Menurut United Nations Development Programme (UNDP), Kemiskinan memiliki wujud yang majemuk, termasuk rendahnya tingkat pendapatan dan sumber daya produktif yang menjamin kehidupan berkesinambungan; kelaparan dan kekurangan gizi; rendahnya tingkat kesehatan; keterbatasan dan kurangnya akses kepada pendidikan dan layanan-layanan pokok lainnya, kondisi tak wajar dan kematian akibat penyakit yang terus meningkat; kehidupan bergelandang dan tempat tinggal yang tidak memadai; lingkungan yang tidak aman; serta diskriminasi dan keterasingan sosial. Kemiskinan juga dicirikan oleh rendahnya tingkat partisipasi dalam proses pengambilan keputusan dalam kehidupan sipil, sosial dan budaya

Menurut Friedman dalam Suharto (2004 : 6), kemiskinan adalah ketidaksamaan kesempatan untuk mengakumulasikan basis kekuasaan sosial. Basis kekuasaan sosial meliputi : modal produktif atau asset (tanah, perumahan, alat produksi, kesehatan) ; sumber keuangan (pekerjaan, kredit) ; organisasi sosial dan politik yang dapat digunakan untuk mencapai kepentingan bersama (koperasi, partai politik, organisasi sosial) ; jaringan sosial untuk memperoleh pekerjaan, barang, dan jasa ; pengetahuan dan keterampilan ; dan informasi yang berguna untuk kemajuan hidup.

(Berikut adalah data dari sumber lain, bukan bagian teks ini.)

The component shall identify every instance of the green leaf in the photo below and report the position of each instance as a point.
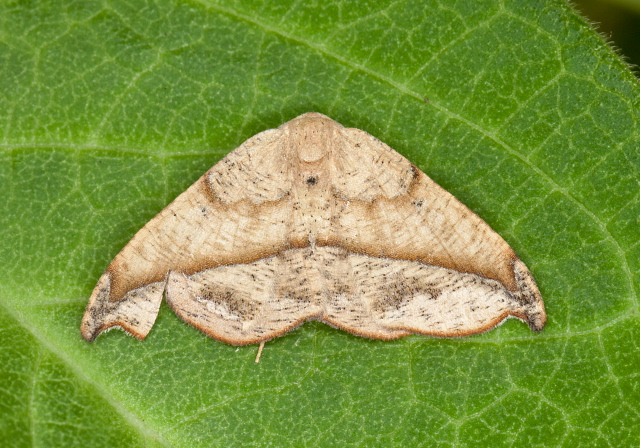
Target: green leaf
(108, 110)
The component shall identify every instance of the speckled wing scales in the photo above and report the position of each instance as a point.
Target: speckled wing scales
(315, 221)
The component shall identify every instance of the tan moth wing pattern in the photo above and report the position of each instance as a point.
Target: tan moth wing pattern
(315, 221)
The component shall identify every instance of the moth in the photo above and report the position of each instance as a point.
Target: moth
(315, 221)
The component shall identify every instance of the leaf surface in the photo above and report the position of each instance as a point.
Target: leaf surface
(109, 110)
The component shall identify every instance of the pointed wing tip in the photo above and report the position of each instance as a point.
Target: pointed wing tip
(529, 297)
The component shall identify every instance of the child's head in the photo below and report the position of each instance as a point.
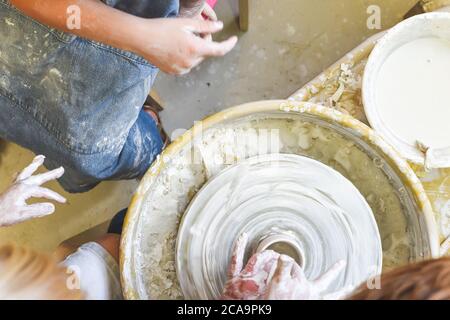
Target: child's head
(26, 275)
(427, 280)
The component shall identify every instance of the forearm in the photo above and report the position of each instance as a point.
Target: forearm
(97, 21)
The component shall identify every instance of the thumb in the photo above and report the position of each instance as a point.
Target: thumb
(204, 26)
(217, 49)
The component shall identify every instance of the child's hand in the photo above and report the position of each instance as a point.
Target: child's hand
(13, 206)
(176, 46)
(269, 275)
(249, 283)
(290, 283)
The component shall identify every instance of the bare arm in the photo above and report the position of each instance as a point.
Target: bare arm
(170, 44)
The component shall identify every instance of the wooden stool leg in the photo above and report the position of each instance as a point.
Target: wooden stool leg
(244, 14)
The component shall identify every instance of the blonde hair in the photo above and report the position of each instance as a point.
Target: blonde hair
(427, 280)
(28, 275)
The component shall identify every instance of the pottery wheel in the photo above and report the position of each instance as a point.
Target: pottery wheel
(288, 203)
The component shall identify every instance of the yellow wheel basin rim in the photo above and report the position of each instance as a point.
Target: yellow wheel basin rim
(369, 136)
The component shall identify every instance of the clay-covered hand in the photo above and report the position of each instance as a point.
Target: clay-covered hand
(177, 45)
(13, 206)
(249, 283)
(290, 283)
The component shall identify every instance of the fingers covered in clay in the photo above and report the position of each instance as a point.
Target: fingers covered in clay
(13, 202)
(237, 258)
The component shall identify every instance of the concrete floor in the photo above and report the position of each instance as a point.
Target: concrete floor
(289, 42)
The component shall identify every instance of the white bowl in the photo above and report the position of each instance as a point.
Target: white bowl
(436, 25)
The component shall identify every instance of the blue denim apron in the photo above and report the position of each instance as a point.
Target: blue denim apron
(77, 101)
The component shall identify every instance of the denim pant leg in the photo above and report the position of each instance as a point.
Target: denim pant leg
(76, 101)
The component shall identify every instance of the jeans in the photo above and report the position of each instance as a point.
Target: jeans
(77, 101)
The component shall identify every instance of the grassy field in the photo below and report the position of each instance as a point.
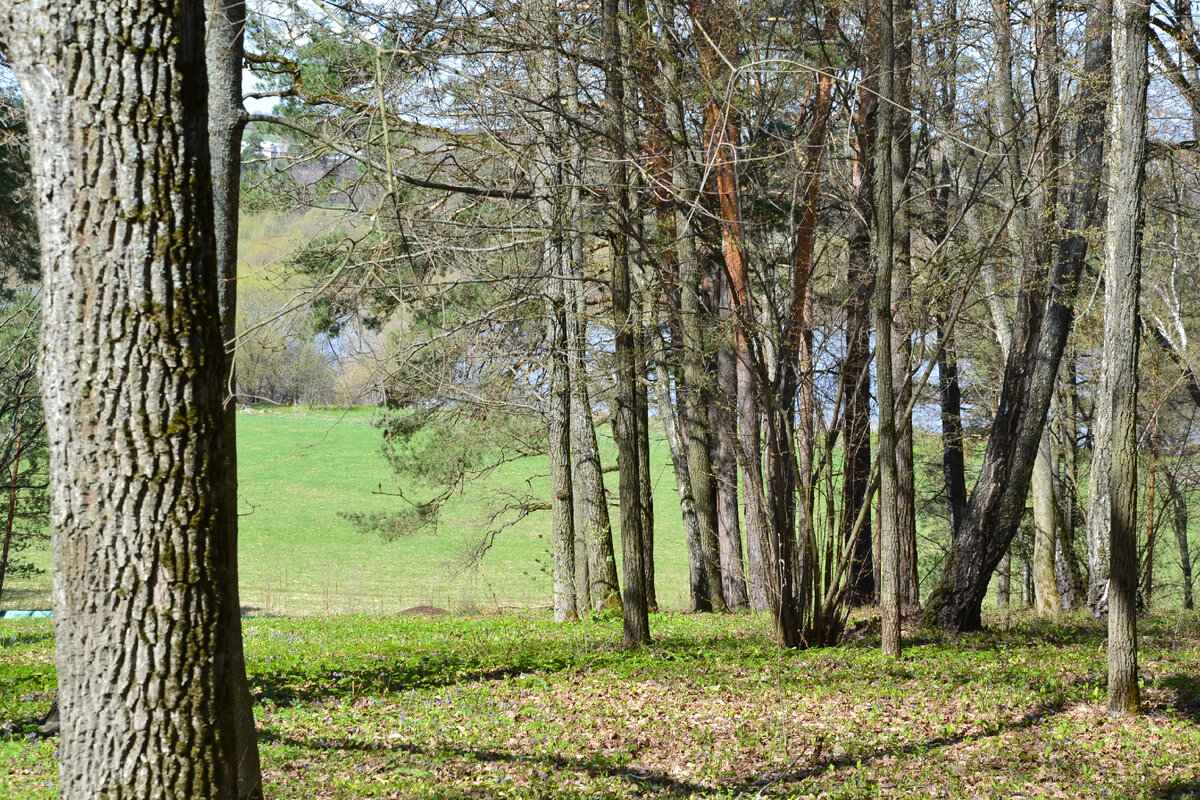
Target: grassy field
(515, 707)
(299, 470)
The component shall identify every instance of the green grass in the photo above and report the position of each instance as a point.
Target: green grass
(299, 469)
(515, 707)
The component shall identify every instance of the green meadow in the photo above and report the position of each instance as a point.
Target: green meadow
(300, 470)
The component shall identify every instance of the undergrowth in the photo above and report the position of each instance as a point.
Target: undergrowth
(516, 707)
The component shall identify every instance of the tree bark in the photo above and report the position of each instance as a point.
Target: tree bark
(700, 465)
(646, 482)
(856, 401)
(592, 521)
(559, 438)
(1114, 504)
(901, 301)
(1045, 311)
(1045, 529)
(725, 464)
(1180, 519)
(1147, 575)
(225, 42)
(133, 376)
(635, 607)
(1071, 582)
(885, 244)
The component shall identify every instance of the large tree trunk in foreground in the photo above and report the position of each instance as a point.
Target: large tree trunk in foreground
(1180, 518)
(1045, 311)
(133, 380)
(625, 328)
(1115, 461)
(559, 435)
(1043, 212)
(856, 382)
(725, 463)
(223, 47)
(1045, 529)
(592, 522)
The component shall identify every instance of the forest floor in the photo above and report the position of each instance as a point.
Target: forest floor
(515, 707)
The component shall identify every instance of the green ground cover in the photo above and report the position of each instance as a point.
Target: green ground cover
(515, 707)
(300, 469)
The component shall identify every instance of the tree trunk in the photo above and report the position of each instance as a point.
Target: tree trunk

Ada tiga ciri yang menonjol dari kemiskinan di Indonesia menurut Badan Pusat Statistik (BPS), yaitu :

1. Banyak rumah tangga yang berada di sekitar garis kemiskinan nasional, yang setara dengan PPP AS$1,55-per hari, sehingga banyak penduduk yang meskipun tergolong tidak miskin tetapi rentan terhadap kemiskinan.

2. Ukuran kemiskinan didasarkan pada pendapatan, sehingga tidak menggambarkan batas kemiskinan yang sebenarnya. Banyak orang yang mungkin tidak tergolong miskin dari segi pendapatan dapat dikategorikan sebagai miskin atas dasar kurangnya akses terhadap pelayanan dasar serta rendahnya indikator-indikator pembangunan manusia.

3. Mengingat sangat luas dan beragamnya wilayah Indonesia, perbedaan antar daerah merupakan ciri mendasar dari kemiskinan di Indonesia.